Objective Cold blood cardioplegia (CBC) has been advocated as an advancement in myocardial protection during cardiopulmonary bypass (CPB) and cardioplegic arrest (CA) leading to decreased postoperative morbidity. Bcl-2, Bad, and caspase 3 are intermediates within the apoptosis cascade, which is activated following ischemia-reperfusion (IR)-induced myocardial injury. We studied the expression and modification of these apoptosis intermediates due to cardioplegia and CPB in humans within cardiac and skeletal muscle.
Methods Right atrial and skeletal muscle was harvested from cardiac surgical patients (N = 6) before and after CPB, CBC, and mild hypothermia. Total and modified (cleaved/phosphorylated) caspase 3, Bcl-2, and Bad were measured by quantitative immunoblotting using specific antibodies. Microarray gene expression analysis was carried out using Affymetrix U95 GeneChip following RNA isolation. Activity of terminal caspase 3 was assessed by fluorometric assay. TUNEL assay was performed on atrial sections to identify cells undergoing apoptosis. Two-tailed paired t-test was used for statistical analysis.
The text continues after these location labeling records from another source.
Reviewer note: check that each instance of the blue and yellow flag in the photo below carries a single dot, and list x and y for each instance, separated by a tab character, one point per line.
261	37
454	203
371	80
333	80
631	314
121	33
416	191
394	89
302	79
Results In response to CPB, skeletal muscle samples did not show changes in total or modified apoptosis protein levels in response to CPB. In myocardial tissue, CBC significantly increased phosphorylation or cleavage of Bcl-2, Bad, or caspase 3, while there was no significant change in total protein levels. Bcl-2 (Ser70) and Bad (Ser112) phosphorylation were increased by 2.35 ± 0.40 fold and 1.64 ± 0.25 fold, respectively (p < .05), while caspase 3 activity was increased 1.50 ± 0.14 fold (p < .05) after cardioplegic IR. The number of apoptotic cells in atrial tissue using TUNEL staining was increased following CBC/CA. Microarray analysis did not reveal any significant differential gene expression for the genes studied.
Conclusion Cold blood cardioplegic arrest triggers the modification/activation balance of both proapoptotic (caspase 3) and antiapoptotic (phospho-Bad and phospho-Bcl-2) proteins. This change is specific to myocardium as apoptosis cascade is not significantly altered following CPB in peripheral skeletal muscle. Moreover, protein activation rather than total protein levels may be the primary indicator of apoptosis induction in myocardium.